Bugünlerde çok şeyi kaybediyorum. Yavaş yavaş hayatıma, çocukluğuma dair bütün düşlerimi, bütün yaşanmışlıkları kaybediyorum. Hayalleri olmayan insanların hayata tutunamayacağına inanırım. Hani belki bir şeylere tutunur ama aslında hayat çoktan ellerinin arasından uçup gitmiştir. Bende sanki öyle bir dönemdeyim. Sanki birileri hayallerimi alıyorlar elimden. Oysa hayallerdeki o masumiyetin en büyük insani değer olduğuna inanırım. Şimdi ise o masumiyeti kaybetmek üzereyim. Sevinçlerim ölmek üzere. Çocukluğuma dair hatırladığım bir kaç kahramandan biri Müşfik Kenter'i de bugün kaybettik. Evet benim kahramanlarımdan biriydi Müşfik Kenter. Onun o gür bıyıklarına bakıp, öyle bıyıklara sahip olmayı hayal etmiştim hep. Yaşlı bir adam olunca onun gibi sevimli ama derinden bakabilmek istemiştim. Hayatı onun gibi sade yaşamak isterdim. Aslında şimdiye kadar hep öyle yaşadım. Sade, abartısız ama sanki tüm o değerleri yitirmek üzere hissediyorum kendimi. Belki de bu bir değişimin habercisi. Ama işte değişime direnmek haddimize olmasa da, yozlaşmadan değişmenin yollarını aramak lazım. 


Bugün Müşfik Kenter öldüğü için mi yoksa halen o kadını aklımdan çıkaramadığım için mi bilmem, bir söz takıldı gözüme. Daha önce bildiğim ama nedense o kadından bahsederken aklıma hiç gelmeyen bir söz. Müşfik Kenter'in söylediği ve belki de kendisini bana daha yakın hissettiren bir söz: "Üşüdüğümüzde pencereyi kapatmak kadar kolay olsaydı keşke sevilmediğimizi anladığımız da o kişiye yüreğimizi kapatmak" Bu sözü hatırladığımdan beri aklıma o kadının sureti geliyor. Saatlerdir onun portresini karalıyorum kağıtlara. Hep kendimi suçlu hissetmişimdir bu konuda. Çocukluğumdan beri kaç sayfa kağıdı karalayıp atmışımdır çöpe. Kaç binlerce ağaca kıymışımdır tek başıma. Sadece kadınlar için de değil, hayallerim için, düşündüklerim için. Ve ne kadar vefasızım yazdığım ve çizdiğim kağıtlara karşı. Her biri yaşamın bir sayfasıyken şimdi neredeyse hiçbiri yok hayatımda. 

Hani öyle çok etkilyeyici şeyler yazmadım ya da şaheser değildi resimlerim.
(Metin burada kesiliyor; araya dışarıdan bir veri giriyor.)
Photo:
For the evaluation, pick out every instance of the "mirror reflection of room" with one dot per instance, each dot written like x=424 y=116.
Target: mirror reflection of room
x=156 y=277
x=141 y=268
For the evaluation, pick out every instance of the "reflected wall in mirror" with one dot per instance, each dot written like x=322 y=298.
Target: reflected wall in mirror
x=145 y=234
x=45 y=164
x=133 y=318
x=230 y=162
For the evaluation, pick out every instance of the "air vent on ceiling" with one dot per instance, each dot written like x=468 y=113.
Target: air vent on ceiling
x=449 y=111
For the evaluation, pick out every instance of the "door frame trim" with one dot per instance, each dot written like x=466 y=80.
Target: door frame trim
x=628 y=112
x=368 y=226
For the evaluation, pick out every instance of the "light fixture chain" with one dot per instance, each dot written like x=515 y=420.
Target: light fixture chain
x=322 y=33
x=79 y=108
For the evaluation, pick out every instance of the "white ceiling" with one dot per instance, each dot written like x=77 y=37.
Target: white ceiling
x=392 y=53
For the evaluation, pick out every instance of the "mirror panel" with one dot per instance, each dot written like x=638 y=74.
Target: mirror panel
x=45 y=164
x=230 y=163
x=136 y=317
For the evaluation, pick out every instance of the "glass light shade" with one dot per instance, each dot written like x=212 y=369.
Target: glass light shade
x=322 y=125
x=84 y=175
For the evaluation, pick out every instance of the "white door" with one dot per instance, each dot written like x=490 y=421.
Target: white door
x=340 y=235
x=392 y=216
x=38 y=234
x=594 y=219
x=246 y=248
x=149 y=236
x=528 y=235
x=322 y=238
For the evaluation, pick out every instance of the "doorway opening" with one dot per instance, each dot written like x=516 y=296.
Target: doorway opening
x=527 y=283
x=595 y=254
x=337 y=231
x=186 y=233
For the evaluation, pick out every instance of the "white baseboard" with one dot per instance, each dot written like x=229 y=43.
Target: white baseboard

Ama onların hepsi bana aitti. Nasıl şimdi sanal ortamda yazdığım her kelimeye sahip çıkıyorsam öyle peşlerinden koşmalıydım hayallerimin. Oysa her ulaşılmaz olduklarını düşündüğümde vazgeçtim onlardan. Ama her umutsuzluğa kapıldığımda tekrar sarıldım. Belki de şimdi de böyle bir süreçteyim. Hayallerimi gerçek yapmaya hiç bu kadar yakın ve aynı zamanda hiç bu kadar uzak olmamıştım. Yakınım çünkü istediğim gibi olmasa da kendi işimi yapıyorum ve yazarak para kazanıyorum. Uzağım çünkü ben bu kadar çileli ve sıkıntılı hayal etmemiştim bu günleri. Ve belki de korkuyorum şimdi. Elimi uzatsam dokunabileceğim hayallerime ama hayal kırıklığına uğramaktan korkuyorum. Hani mesela sevdiğim bir kadın gelse ve hayallerimi yaşasak onunla, cesurca atlayabilecek miyim böyle bir ilişkiye. Bir taraftan hayalperest bir adamım bir taraftan ise bu hayaller iflah olmaz diyen bir mantık adamı. Bu iki kişiyle birlikte yaşamak zor. Hayatın gelgitlerinde hangi birine bakacağımı şaşırırken hep tökezleyerek yaşıyorum. 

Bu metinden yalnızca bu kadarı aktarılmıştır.